NIST released Cybersecurity Framework 2.0 on February 26, 2024 — the first major revision since the original framework launched in 2014. The update reflects a decade of real-world implementation experience across thousands of organizations. It also reflects how dramatically the threat landscape has changed: ransomware, supply chain attacks, and cloud-native environments barely existed as mainstream concerns when CSF 1.0 was written.
Why the Update Matters
The most significant change in CSF 2.0 is the addition of a sixth core function: GOVERN. This is not a cosmetic addition. It represents NIST explicitly acknowledging what practitioners have known for years — that cybersecurity programs fail not because of missing technical controls, but because of missing organizational accountability. You can have the best security tools in the world and still get breached if leadership does not understand the risks, does not fund remediation, and has not defined who is responsible for what.

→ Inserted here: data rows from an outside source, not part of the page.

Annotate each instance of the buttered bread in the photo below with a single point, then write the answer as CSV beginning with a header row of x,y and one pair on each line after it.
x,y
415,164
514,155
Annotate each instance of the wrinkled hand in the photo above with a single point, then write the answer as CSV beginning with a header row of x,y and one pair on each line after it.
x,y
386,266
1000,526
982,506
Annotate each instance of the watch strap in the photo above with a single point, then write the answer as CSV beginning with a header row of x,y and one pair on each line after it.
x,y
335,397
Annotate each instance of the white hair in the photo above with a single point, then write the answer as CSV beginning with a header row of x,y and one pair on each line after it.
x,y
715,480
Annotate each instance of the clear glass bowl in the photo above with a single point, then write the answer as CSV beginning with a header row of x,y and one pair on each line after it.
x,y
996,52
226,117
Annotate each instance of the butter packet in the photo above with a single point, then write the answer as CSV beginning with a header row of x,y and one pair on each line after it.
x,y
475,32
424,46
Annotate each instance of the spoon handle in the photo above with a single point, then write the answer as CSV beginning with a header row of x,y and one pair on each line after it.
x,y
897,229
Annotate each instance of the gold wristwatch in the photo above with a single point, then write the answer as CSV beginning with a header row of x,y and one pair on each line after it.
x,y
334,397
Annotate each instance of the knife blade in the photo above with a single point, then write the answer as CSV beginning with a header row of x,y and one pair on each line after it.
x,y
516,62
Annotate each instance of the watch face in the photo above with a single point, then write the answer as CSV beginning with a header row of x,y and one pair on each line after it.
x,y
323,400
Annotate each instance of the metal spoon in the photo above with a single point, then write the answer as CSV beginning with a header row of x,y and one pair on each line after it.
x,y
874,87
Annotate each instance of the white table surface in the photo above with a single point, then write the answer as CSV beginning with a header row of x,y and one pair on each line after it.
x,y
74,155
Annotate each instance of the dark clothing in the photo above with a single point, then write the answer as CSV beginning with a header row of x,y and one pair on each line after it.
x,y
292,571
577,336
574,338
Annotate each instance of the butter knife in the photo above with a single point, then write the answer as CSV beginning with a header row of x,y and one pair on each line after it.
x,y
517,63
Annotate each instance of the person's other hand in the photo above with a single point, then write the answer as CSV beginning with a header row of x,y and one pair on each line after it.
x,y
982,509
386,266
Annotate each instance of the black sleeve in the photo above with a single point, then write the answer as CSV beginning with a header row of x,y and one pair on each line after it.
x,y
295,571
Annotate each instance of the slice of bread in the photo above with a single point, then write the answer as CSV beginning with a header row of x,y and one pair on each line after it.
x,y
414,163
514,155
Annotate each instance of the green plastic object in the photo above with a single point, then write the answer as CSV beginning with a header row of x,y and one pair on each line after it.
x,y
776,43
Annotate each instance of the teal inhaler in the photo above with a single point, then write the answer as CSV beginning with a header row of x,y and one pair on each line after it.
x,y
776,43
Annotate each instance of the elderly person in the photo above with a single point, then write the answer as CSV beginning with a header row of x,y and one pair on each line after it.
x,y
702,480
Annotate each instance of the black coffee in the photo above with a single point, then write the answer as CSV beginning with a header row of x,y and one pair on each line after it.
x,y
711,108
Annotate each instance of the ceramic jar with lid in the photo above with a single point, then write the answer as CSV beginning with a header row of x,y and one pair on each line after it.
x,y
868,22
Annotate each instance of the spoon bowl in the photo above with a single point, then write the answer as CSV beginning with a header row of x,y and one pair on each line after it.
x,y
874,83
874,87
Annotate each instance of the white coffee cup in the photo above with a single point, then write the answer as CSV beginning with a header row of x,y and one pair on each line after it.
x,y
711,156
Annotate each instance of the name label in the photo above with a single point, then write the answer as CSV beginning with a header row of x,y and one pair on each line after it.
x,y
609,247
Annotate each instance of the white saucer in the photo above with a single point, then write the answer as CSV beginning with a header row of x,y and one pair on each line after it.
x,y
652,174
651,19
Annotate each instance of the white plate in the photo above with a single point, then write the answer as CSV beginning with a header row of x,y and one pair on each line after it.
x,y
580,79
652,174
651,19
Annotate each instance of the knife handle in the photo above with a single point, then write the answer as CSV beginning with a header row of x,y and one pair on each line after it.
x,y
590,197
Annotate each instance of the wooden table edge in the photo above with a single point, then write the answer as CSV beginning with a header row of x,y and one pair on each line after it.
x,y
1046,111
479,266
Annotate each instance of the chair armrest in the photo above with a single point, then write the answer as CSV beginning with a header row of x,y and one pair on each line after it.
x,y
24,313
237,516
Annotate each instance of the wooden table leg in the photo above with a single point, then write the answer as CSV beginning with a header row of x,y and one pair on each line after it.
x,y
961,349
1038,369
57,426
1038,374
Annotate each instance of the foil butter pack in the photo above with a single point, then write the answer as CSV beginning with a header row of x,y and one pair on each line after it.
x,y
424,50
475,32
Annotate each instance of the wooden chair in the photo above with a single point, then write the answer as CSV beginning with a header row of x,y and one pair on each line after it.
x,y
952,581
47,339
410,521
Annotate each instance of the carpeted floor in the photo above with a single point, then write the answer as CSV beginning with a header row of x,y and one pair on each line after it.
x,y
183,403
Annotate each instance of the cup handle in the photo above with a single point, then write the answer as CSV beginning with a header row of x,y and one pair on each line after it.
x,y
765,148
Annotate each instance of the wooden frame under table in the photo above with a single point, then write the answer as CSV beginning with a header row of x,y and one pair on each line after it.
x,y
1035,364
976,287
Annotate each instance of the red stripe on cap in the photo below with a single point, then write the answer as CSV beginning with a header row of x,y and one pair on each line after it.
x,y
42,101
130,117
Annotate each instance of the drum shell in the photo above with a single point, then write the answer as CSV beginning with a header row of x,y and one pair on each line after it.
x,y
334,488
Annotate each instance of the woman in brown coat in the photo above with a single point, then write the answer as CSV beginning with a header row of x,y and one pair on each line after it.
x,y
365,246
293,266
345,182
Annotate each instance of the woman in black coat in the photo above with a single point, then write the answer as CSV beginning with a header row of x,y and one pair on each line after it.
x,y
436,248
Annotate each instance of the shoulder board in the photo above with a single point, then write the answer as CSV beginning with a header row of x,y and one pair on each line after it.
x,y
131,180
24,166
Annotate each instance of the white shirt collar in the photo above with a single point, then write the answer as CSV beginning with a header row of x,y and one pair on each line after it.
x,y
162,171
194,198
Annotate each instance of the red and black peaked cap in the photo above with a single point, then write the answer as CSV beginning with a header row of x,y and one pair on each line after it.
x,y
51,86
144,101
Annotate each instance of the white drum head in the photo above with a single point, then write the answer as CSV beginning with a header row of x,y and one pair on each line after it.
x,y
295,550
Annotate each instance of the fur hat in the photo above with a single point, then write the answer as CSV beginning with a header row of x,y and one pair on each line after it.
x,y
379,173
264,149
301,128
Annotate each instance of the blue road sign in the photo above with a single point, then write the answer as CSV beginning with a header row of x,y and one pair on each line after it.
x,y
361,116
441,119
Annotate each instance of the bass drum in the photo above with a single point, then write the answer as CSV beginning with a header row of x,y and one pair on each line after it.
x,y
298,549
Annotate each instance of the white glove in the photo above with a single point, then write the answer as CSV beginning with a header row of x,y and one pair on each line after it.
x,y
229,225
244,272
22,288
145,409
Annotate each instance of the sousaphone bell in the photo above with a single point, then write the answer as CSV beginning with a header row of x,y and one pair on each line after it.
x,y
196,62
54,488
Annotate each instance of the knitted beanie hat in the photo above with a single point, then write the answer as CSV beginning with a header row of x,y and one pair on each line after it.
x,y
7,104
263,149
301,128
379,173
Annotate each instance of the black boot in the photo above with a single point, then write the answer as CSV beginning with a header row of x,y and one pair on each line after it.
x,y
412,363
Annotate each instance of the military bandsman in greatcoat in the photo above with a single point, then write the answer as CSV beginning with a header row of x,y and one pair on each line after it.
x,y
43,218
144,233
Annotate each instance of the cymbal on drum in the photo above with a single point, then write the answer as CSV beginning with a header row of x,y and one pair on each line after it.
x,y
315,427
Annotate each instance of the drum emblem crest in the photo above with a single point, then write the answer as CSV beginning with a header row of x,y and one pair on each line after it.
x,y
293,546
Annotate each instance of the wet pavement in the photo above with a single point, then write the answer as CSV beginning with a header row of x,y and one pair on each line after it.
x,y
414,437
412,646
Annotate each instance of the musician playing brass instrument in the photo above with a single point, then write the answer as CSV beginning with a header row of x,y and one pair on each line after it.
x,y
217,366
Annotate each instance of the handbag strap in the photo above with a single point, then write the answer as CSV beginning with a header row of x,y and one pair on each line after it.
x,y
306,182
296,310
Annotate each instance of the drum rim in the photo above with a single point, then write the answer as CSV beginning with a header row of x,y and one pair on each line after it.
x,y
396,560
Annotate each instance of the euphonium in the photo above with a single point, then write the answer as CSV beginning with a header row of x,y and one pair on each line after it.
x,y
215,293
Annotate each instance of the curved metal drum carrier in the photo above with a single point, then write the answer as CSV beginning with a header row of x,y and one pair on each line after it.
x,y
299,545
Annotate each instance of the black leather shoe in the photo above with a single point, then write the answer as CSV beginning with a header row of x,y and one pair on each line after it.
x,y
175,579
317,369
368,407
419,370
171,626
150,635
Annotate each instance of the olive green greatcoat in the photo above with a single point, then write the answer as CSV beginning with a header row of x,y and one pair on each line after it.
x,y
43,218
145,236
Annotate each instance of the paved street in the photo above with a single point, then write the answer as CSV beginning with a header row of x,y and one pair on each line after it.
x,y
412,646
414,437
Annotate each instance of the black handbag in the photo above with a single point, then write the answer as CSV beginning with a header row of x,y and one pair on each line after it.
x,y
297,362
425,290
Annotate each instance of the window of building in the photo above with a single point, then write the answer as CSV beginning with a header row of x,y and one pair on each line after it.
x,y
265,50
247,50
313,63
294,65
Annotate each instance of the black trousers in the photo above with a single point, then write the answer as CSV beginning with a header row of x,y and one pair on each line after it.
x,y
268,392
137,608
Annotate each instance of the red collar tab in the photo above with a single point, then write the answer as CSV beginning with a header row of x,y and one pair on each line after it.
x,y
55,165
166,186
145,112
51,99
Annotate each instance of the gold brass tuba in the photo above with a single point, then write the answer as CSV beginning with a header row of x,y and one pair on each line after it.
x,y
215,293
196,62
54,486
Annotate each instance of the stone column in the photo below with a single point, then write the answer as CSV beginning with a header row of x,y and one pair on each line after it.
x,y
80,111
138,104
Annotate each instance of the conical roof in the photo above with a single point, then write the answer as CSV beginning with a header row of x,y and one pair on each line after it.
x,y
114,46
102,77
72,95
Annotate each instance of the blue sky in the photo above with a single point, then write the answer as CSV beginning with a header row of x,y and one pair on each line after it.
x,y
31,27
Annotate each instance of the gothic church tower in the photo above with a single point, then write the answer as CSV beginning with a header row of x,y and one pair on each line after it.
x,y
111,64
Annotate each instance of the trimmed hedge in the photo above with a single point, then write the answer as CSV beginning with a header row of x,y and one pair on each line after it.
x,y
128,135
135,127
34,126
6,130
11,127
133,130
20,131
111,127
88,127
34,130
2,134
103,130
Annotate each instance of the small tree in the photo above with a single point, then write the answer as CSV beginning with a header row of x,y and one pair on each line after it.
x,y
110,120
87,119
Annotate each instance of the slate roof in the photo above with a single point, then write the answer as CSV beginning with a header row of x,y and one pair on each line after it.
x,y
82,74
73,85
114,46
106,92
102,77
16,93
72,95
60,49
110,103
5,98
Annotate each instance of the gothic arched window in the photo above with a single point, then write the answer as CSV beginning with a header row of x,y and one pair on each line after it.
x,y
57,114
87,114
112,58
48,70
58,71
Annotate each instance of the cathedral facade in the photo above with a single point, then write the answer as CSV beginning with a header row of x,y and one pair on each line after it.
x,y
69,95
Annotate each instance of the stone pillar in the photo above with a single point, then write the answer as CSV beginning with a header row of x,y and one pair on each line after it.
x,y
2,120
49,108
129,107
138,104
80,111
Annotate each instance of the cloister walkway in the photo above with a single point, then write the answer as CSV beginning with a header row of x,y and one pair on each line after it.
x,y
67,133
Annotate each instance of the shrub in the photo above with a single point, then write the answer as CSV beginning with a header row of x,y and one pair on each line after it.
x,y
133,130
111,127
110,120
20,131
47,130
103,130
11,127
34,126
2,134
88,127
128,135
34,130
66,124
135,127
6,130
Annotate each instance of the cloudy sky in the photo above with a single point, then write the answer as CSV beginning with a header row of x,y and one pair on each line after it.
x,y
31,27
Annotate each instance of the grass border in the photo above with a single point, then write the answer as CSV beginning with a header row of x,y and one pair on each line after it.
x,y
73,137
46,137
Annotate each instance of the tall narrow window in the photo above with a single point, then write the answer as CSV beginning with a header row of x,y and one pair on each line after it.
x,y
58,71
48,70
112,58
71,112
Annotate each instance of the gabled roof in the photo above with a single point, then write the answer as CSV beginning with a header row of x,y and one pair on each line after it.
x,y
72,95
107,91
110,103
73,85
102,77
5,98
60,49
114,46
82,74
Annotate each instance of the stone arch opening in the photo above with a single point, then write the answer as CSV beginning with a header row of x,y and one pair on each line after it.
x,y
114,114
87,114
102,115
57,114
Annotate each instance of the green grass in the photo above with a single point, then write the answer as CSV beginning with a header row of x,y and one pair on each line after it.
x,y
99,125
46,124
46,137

Notable: The original CSF was developed for critical infrastructure operators. CSF 2.0 explicitly broadened its scope to "all organizations" — small businesses, nonprofits, schools, and government agencies included. NIST also released sector-specific Community Profiles for healthcare, finance, and others to make adoption easier.
The Six Core Functions
- GOVERN — Establish cybersecurity strategy, risk tolerance, policies, roles, and supply chain risk management
- IDENTIFY — Understand your assets, data, suppliers, and the risks to each
- PROTECT — Implement safeguards: access control, data security, training, platform security
- DETECT — Continuously monitor for anomalies, indicators of compromise, and adverse events
- RESPOND — Have a tested plan to contain, analyze, and communicate during incidents
- RECOVER — Restore systems and services, communicate with stakeholders, incorporate lessons learned
A common misreading of the framework is treating these functions as sequential phases. They are not. IDENTIFY, PROTECT, DETECT, RESPOND, and RECOVER run in parallel continuously. GOVERN underpins all of them. An organization with strong PROTECT capabilities but weak DETECT will be slow to discover breaches. One with strong DETECT but poor RESPOND will know about an incident and still fail to contain it.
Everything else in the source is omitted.